Less than half Seán’s age!
I don’t think she’s 21: 25 at least, so not quite half.
It’s not a maths problem, Ian, it’s not right.
We don’t know that Seán sleeps in here.
I kneeled down and pinched a hole in one of the bin liners – his jumper, I said, I remember it!
He may keep his clothes under the bed, that’s all. She may have made the bed and left her scent –
I don’t like the way you say ‘and left her scent’.
And I don’t like the way you’re jumping to conclusions and judging everything.
How do we know that they’ve even been vaccinated?
We don’t but Seán said he’d already had Covid, didn’t he?
Magda’s age group almost certainly won’t have been fully vaccinated.
Not that again.
Or people from her country, she may not even be legal, so won’t appear on any vaccination database.
Just relax!
I’ve told you before that telling me to relax when I’m not relaxed doesn’t help!
Don’t relax then.
I took a deep breath. I didn’t like the way she curtsied; it was disrespectful.
I thought it was sweet.
Don’t be clever!
I forgot: you’re the clever one. My stupid arse is going downstairs for a drink. Your brother said the craft beers we bought –
You bought! No, I bought!
Relax! he said and got out of the room before I could reply.

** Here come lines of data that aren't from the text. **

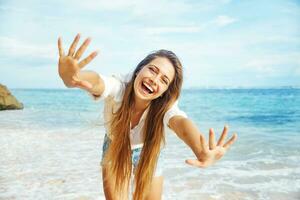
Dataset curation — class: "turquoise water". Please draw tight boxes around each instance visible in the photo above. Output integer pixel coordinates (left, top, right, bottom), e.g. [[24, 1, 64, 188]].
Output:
[[0, 89, 300, 199]]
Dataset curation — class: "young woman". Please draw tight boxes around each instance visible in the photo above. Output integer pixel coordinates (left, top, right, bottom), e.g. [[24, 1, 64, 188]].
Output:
[[58, 34, 237, 200]]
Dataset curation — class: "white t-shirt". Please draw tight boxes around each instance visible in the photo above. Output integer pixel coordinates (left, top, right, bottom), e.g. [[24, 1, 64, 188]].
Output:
[[94, 75, 187, 149]]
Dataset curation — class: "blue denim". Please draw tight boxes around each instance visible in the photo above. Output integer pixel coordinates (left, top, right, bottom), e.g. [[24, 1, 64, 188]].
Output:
[[101, 134, 164, 176]]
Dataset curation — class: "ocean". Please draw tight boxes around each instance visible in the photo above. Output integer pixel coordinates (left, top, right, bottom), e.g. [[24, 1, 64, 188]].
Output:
[[0, 88, 300, 200]]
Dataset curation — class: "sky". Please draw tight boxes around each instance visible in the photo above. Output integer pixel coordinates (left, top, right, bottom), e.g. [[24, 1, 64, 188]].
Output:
[[0, 0, 300, 88]]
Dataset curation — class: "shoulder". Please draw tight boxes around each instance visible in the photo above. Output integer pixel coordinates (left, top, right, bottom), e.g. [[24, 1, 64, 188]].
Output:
[[163, 100, 187, 127]]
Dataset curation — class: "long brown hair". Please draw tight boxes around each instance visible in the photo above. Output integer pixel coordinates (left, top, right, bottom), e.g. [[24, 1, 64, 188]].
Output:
[[105, 50, 183, 200]]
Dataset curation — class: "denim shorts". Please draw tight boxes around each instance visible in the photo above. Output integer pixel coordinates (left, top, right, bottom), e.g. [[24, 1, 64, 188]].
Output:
[[101, 134, 164, 177]]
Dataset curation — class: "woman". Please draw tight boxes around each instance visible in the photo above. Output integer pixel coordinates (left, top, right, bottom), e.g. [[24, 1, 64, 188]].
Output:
[[58, 34, 237, 200]]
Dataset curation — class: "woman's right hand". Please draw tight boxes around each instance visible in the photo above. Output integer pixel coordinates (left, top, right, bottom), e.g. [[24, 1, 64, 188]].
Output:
[[58, 34, 97, 90]]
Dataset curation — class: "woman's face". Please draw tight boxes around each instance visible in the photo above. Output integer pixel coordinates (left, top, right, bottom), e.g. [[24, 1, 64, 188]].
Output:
[[134, 57, 175, 101]]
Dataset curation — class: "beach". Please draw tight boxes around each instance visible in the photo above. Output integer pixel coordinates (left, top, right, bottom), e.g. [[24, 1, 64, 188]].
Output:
[[0, 89, 300, 200]]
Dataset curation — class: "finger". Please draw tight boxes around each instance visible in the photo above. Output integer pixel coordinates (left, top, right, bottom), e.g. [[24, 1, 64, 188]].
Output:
[[200, 134, 209, 152], [75, 38, 91, 60], [185, 159, 206, 168], [58, 37, 65, 57], [223, 133, 237, 150], [217, 125, 228, 146], [209, 128, 216, 150], [78, 51, 98, 68], [68, 33, 80, 56]]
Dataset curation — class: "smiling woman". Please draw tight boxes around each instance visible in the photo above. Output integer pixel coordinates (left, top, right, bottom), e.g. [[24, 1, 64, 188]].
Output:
[[58, 35, 237, 200]]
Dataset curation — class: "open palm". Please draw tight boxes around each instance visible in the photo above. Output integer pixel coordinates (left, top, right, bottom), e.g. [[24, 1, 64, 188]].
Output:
[[58, 34, 97, 89], [186, 126, 237, 168]]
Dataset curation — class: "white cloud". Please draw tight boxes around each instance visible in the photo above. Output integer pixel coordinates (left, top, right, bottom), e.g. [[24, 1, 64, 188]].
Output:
[[214, 15, 237, 27], [0, 36, 57, 59], [142, 26, 202, 35]]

I collapsed onto the bed. This had been my parents’ room before my mother died and Dad absconded into the small room at the back of the house. Their bed left cold until Seán moved into the room when he passed twenty-one and I was working away in London, a rite of passage for the son who stayed, the hard slats (one still missing) of the headboard, and the tarnished brass knobs on each corner of the frame still wobbling away even after thirty years. Thankfully the lumpy sprung mattress had been updated. It felt like a cheap foam one but was comfortable at least. I lay on my back and looked up at the ceiling, the same watermark like a birthmark above the light. Jesus, the same brown lampshade, I’d always hated that lampshade! Even as a young girl, I’d moaned at them to get a new one.
Lying in the bed with my mother when she’d come out of hospital after her second stroke, I told her I’d paint the room and get her a new shade so the room would be brighter. She groaned and tightened her grip on my arm with her good hand and shaped a kiss as best she could with her lips.
The one wall I managed to paint before I left for university was still white, the rest of the room left shaded in vintage tobacco yellows and browns.
I closed my eyes. Dad is drunkenly obsessing around the rusted hinges of the gate into the cow field. He’s cursing at the cold, his exhaled breath spurting out plumes of steam. He drops his tools, and then he trips. The cows murmur their discontent at his inability to let them out and charge.
I woke with a start to a lone cow clopping around the yard, and the sound of hyena-like laughter from the kitchen. As I went down the stairs, I heard chairs scraping, and as I reached the kitchen door the laughter stopped.
When I opened the door, Ian and Seán were standing by the range holding glasses full of whisky, looking shifty. Magda slinked (it’s the right word) over and placed her arms around my shoulders, pulled me in and whispered in my ear: so sorry about your father, lovely person.
She meant well (I think) but I felt pangs of jealousy that this young person, a stranger, had a view on my father – even if it was simplistic, wrong – and that she had been around him in his last years. Work had been so busy and Covid lockdowns had robbed me of any chance and so I was left to . . .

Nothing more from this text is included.